The metal-based composite material is a main structural material in the fields of aerospace, national defense and military industry, weaponry and the like due to the excellent comprehensive performance, particularly the remarkable characteristics of excellent structural designability, light weight, high strength, structural function integration and the like, but is influenced by the internal structural complexity and manufacturing defects of the composite material, and the service performance of the composite material is a bottleneck which restricts the structural safety and economy. The composite material has complex and various structural damage types and strong concealment of internal damage, damage cannot be found and taken in time to prevent damage accumulation, and serious potential insecurity can be brought to the work of the aircraft, even the aircraft fails suddenly. Therefore, the aircraft urgently needs a rapid and real-time structural health monitoring system, so that tiny damage is discovered and repaired in time, the accumulation of damage is prevented, and the reliable operation of the structure is ensured. So far, the self-perception mechanism of the composite material is mainly based on the mechanical resistance characteristic, the matrix is concentrated on the polymer, the cement and the ceramic, and the research on the self-perception characteristic of the metal matrix composite material is not reported. The resistance value of the resistor is related to stress, strain, damage and temperature, because carbon fibers have very high conductivity compared with polymer or cement matrix and these parameters have influence on fiber arrangement on a microscopic level, the phenomenon that the resistivity changes along with the change of strain is called piezoresistive effect, and because of the high conductivity of metal, metal does not have piezoresistive property. Therefore, the self-induction principle based on resistance measurement is not effective for metals.
Disclosure of Invention
In order to overcome the defects of the prior art, the invention aims to provide a metal matrix composite self-perception characteristic detection system and method based on continuous carbon core piezoelectric fibers, which realize in-situ detection of structural components by measuring piezoelectric signals and resistance signals of continuous carbon core piezoelectric fibers reinforced metal matrix composite in real time.

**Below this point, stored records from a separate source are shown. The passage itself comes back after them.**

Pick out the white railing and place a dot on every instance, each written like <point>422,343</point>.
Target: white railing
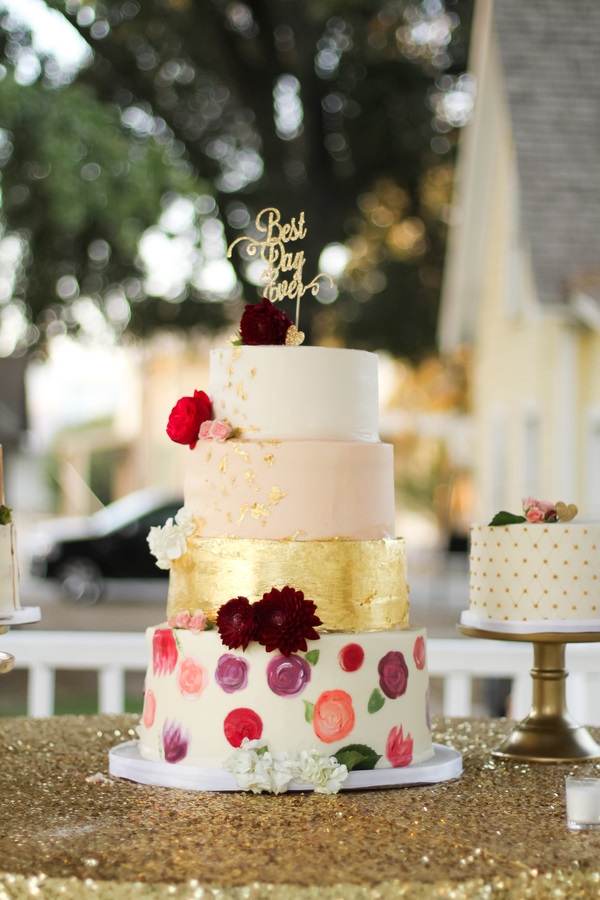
<point>458,663</point>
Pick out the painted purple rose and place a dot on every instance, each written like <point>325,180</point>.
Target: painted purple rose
<point>232,673</point>
<point>393,674</point>
<point>287,676</point>
<point>175,742</point>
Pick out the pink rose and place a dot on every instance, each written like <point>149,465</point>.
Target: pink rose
<point>191,678</point>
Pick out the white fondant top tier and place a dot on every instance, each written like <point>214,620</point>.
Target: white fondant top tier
<point>296,393</point>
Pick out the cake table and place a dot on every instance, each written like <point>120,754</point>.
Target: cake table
<point>548,733</point>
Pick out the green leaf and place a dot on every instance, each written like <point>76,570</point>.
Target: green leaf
<point>504,518</point>
<point>357,756</point>
<point>376,701</point>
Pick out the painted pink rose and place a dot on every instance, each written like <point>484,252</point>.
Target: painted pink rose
<point>241,723</point>
<point>164,651</point>
<point>149,709</point>
<point>192,678</point>
<point>287,676</point>
<point>231,673</point>
<point>399,749</point>
<point>419,655</point>
<point>351,657</point>
<point>176,742</point>
<point>393,674</point>
<point>333,716</point>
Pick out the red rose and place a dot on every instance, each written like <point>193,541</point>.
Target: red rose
<point>164,651</point>
<point>263,323</point>
<point>393,674</point>
<point>187,416</point>
<point>241,723</point>
<point>285,621</point>
<point>236,623</point>
<point>351,657</point>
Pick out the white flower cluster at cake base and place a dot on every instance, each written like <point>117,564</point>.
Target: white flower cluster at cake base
<point>258,770</point>
<point>168,542</point>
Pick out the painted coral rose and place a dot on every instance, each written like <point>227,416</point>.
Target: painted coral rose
<point>192,678</point>
<point>164,651</point>
<point>287,676</point>
<point>393,674</point>
<point>399,749</point>
<point>419,652</point>
<point>333,716</point>
<point>240,723</point>
<point>231,673</point>
<point>149,709</point>
<point>187,416</point>
<point>351,657</point>
<point>176,742</point>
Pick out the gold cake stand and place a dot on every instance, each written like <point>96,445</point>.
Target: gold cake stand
<point>548,733</point>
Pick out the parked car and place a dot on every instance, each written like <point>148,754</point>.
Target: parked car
<point>81,554</point>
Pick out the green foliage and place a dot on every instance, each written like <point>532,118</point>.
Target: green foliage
<point>324,107</point>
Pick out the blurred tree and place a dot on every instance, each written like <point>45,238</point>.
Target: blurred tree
<point>123,181</point>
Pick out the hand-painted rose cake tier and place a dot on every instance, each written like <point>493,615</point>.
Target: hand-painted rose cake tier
<point>202,700</point>
<point>286,546</point>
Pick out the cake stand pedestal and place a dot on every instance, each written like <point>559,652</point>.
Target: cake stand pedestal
<point>548,733</point>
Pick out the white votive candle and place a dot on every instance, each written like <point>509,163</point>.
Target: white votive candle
<point>583,802</point>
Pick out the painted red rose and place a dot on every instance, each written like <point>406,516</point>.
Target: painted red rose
<point>393,674</point>
<point>187,416</point>
<point>399,749</point>
<point>351,657</point>
<point>241,723</point>
<point>419,652</point>
<point>164,651</point>
<point>263,323</point>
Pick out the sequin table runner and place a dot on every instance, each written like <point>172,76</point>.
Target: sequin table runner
<point>69,830</point>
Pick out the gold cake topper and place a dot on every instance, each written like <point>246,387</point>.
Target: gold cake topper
<point>278,260</point>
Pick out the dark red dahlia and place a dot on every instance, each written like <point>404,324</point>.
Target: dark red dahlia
<point>285,621</point>
<point>263,323</point>
<point>236,623</point>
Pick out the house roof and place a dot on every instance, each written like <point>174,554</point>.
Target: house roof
<point>550,53</point>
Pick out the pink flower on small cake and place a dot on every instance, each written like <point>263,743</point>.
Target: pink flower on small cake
<point>333,717</point>
<point>149,709</point>
<point>351,657</point>
<point>176,742</point>
<point>393,674</point>
<point>419,652</point>
<point>192,678</point>
<point>287,676</point>
<point>187,416</point>
<point>241,723</point>
<point>164,651</point>
<point>231,673</point>
<point>399,749</point>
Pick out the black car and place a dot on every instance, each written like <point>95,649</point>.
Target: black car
<point>81,554</point>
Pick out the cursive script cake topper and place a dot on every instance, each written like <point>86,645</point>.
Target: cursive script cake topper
<point>270,245</point>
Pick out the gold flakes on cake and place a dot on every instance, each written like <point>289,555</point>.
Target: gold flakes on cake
<point>276,495</point>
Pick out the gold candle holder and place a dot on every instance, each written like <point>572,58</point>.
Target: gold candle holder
<point>548,733</point>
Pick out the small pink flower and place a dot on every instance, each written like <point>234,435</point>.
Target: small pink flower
<point>399,749</point>
<point>149,709</point>
<point>192,678</point>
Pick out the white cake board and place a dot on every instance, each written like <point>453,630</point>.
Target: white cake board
<point>542,626</point>
<point>125,761</point>
<point>24,616</point>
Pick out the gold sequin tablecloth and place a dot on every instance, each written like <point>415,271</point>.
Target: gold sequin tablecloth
<point>68,830</point>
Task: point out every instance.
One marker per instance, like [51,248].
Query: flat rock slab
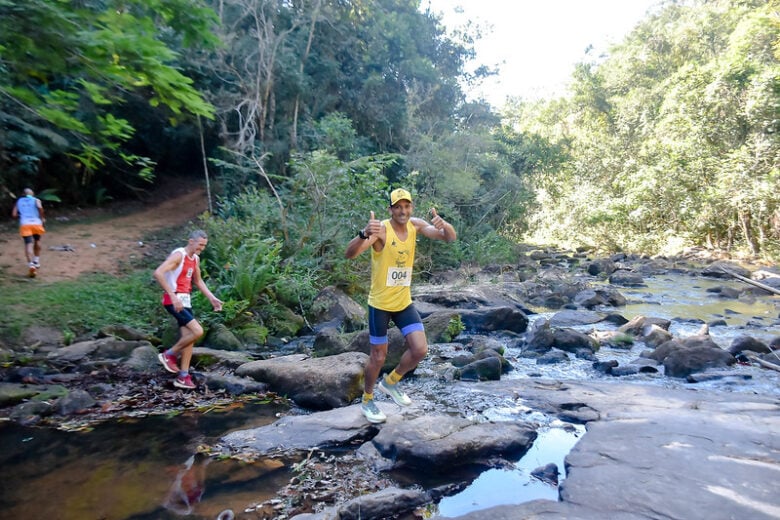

In order to achieve the purpose, the invention adopts the technical scheme that:
a metal matrix composite material self-perception characteristic detection system based on continuous carbon core piezoelectric fibers comprises a metal matrix composite material of continuous carbon core piezoelectric fibers, wherein the metal matrix composite material of the continuous carbon core piezoelectric fibers is composed of a metal matrix 1 and a continuous carbon core piezoelectric fiber cross-linked network woven layer, the continuous carbon core piezoelectric fibers are composed of a carbon core 3 and a piezoelectric ceramic coating layer 2, and the carbon core 3 is positioned in the center of the continuous carbon core piezoelectric fibers; each carbon core 3 in the continuous carbon core piezoelectric fiber cross-linked network braided layer is used as a positioning electrode end and is connected with a charge amplifier; the metal matrix 1 is used as a common electrode end and is connected with the other port of the charge amplifier; the health state of the structural component is monitored in real time by reading data on a computer through the charge amplifier and the data acquisition card.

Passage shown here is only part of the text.